Зато папашу-профессора я прямо-таки возненавидел. Думаю, эта ненависть происходила от ревности — уж больно Йозеф его боготворил. Часто я не мог удержаться и отпускал разные ядовитые замечания по папашиному адресу, на что Йозеф всякий раз произносил пылкую защитительную речь. При этом он частенько так увлекался, что прекращал работать, и мне приходилось следить в три глаза, чтобы капо, не дай Бог, не заметил. Каждый такой перерыв добавлял мне седых волос и пару дополнительных уголков к моей и без того большой норме, но овчинка стоила выделки. Как он был красив, мой Иосиф Прекрасный! Как сладко лился его голос прямиком в мое замирающее от любви сердце!

Я упомянул, что он был музыкален необыкновенно… а может, и обыкновенно, не знаю, не мне судить. Мне все в нем казалось необыкновенным. Одно я могу вам сказать, Ваша честь: Йозеф мог напеть любую арию, что из Верди, что из Вагнера, а «Лоэнгрина» так и просто знал наизусть, всю оперу, до последнего звука. Каждое утро в слесарке начиналось у нас с того, что мы выбирали сегодняшнюю программу: оперу, состав исполнителей и даже дирижера. Ведь Йозеф мог изображать разные манеры и темп исполнения. А потом он тихонько напевал мне замечательные спектакли. Ах, Ваша честь! Любой скажет вам, что Дахау был адом на земле. Но для меня он стал раем небесным… можно ли такое представить?

А потом настал день, когда все кончилось. Видимо, Господь посчитал, что невозможно давать одному человеку так много счастья в течение столь долгого времени. Но я на Него за это не в обиде, Ваша честь: в конце концов, что-то должно ведь достаться и остальному человечеству. Да и вообще, я очень благодарен Всевышнему за небольшую сделку, которую мы с Ним заключили немного позже. Но обо всем по порядку. В тот день мы выбрали «Лоэнгрина». Там есть такое чудесная сцена из третьего действия, когда Лоэнгрин и Эльза остаются вдвоем, и он поет:

Приди ко мне, моя отрада, Прижмись скорей к моей груди! Твой взор сияет мне наградой, Мой чудный сон, не уходи!

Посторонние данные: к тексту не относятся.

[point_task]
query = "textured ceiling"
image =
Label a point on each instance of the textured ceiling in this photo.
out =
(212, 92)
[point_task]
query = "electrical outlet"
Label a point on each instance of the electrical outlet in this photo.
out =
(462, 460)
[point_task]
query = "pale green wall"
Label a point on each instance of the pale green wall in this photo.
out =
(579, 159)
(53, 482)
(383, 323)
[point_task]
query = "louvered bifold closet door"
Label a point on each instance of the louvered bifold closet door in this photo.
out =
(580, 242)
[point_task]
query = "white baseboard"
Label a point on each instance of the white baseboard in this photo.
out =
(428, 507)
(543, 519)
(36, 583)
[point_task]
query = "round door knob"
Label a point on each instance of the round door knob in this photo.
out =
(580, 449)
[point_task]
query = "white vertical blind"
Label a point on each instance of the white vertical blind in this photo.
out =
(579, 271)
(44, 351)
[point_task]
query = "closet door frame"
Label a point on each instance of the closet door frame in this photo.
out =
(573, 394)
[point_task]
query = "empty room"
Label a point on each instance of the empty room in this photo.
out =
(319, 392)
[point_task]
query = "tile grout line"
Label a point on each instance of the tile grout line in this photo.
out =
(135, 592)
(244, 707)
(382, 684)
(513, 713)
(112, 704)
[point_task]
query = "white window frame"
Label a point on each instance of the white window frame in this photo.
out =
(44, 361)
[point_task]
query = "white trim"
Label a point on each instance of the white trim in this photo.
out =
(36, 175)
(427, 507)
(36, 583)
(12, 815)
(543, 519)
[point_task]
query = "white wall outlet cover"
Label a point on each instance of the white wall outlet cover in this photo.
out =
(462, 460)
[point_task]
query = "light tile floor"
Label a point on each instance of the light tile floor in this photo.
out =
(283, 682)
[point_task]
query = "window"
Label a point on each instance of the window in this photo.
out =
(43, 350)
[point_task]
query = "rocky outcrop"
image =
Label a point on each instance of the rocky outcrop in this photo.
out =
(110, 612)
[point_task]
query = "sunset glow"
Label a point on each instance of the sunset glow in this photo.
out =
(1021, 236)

Гм… Извините, Ваша честь… Теперь вы понимаете, отчего меня прозвали «Карузо»… Поверьте, в моей душе эта волшебная ария звучит без малейшей фальши, с удивительной чистотой и силой. Просто поразительно, как это, выходя наружу, она превращается в такой ужасающе фальшивый скрежет? Но, знаете, если уж Создатель хочет потешить свое тонкое чувство юмора, то пускай смеется над нами только таким образом… В общем, это мое любимое место. Оттого-то я и потерял свою прославленную бдительность, всего на пару минуток, на пару минуток. А у Йозефа ее и вовсе никогда не было. Он уже начал за Эльзу: «О, нет! Я безутешна!»… и тут, сквозь вжиканье напильников мы услышали характерное поскрипывание.

У эсэсовских сапог есть особый звук, Ваша честь, когда их обладатель задумчиво покачивается с пятки на носок, прикидывая, убить тебя тут же, на месте, или прежде помучить. Я обернулся и понял, что произошло непоправимое. Прямо за нашими спинами стоял господин Штайгер, лагерфюрер Дахау собственной персоной. Лагерфюрер, Ваша честь, отвечает в концлагере за дисциплину. В отличие от большинства своих коллег, бывших садистами по призванию, Штайгер был им еще и по должности. За плечом Штайгера виднелся наш капо, зажмуривший глаза от ужаса, как суслик перед надвигающейся грозой. Во всей слесарке уже наступила мертвая тишина, и только Йозеф, как ополоумевший соловей, продолжал выводить эльзину руладу. Это длилось бесконечно, но наконец и он понял, что происходит что-то неладное.

— Так-так, — бесстрастно сказал Штайгер. — Дерьмовый жидовский наглец. Марает Вагнера. Германскую гордость. Германскую честь. Своим поганым жидовским ртом.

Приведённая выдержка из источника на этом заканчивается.